The yield on the benchmark 10-year Treasury note, which moves inversely to its price, fell 4-1/2 basis points to 2.75 percent, the yield on 15-year note dipped nearly 5 basis points to 3.22 percent and the yield on short-term 2-year slid 3-1/2 basis points to 1.90 percent by 05:00 GMT.
The Australian bonds have been closely following developments in the U.S. debt market. The benchmark 10-year bond yields fell 23 basis points to 2.41 percent in just three weeks.
Minutes from the 13 - 14 December FOMC meeting indicated that most participants judged that a gradual pace of rate increases was likely to be appropriate to promote the Committee's objectives of maximum employment and 2 percent inflation (currently expected to be roughly 75 basis points of tightening over the course of 2017).
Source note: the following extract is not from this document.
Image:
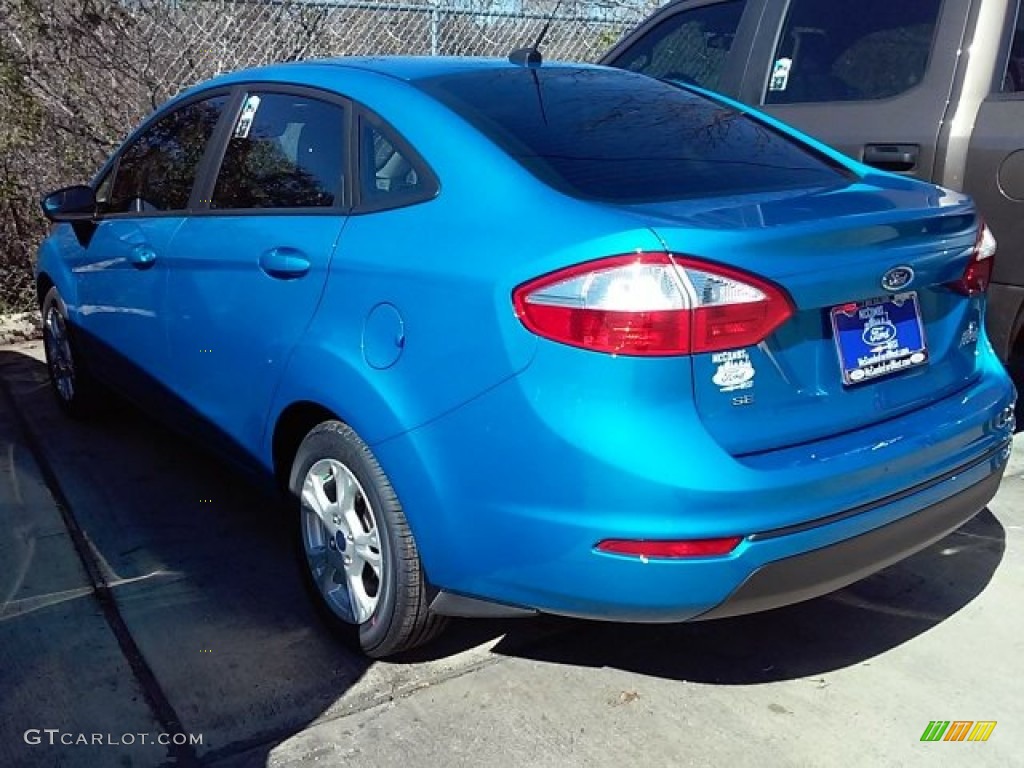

A gradual pace was also viewed by some participants as likely to be warranted because the proximity of the federal funds rate to the effective lower bound placed constraints on the ability of monetary policy to respond to adverse shocks to the aggregate demand for goods and services.
However, while viewing a gradual approach to policy firming as likely to be appropriate, participants emphasised the need to adjust the policy path as economic conditions evolved. They pointed to a number of risks that, if realised, might call for a different path of policy than they currently expected (highlighting increased uncertainty regarding fiscal and other economic policies). As to be expected policymakers are likely to maintain current views until further details surrounding fiscal policy are revealed.
Lastly, investors will remain keen to focus on the upcoming economic data, highlighted by trade balance, building approvals and retail sales.
Meanwhile, the benchmark Australia's S&P/ASX 200 index traded 0.14 percent lower at 5,716.5 by 05:00 GMT. While at 05:00 GMT, the FxWirePro's Hourly Australian Dollar Strength Index remained highly bearish at -140.35 (lower than -75 represent a bearish trend).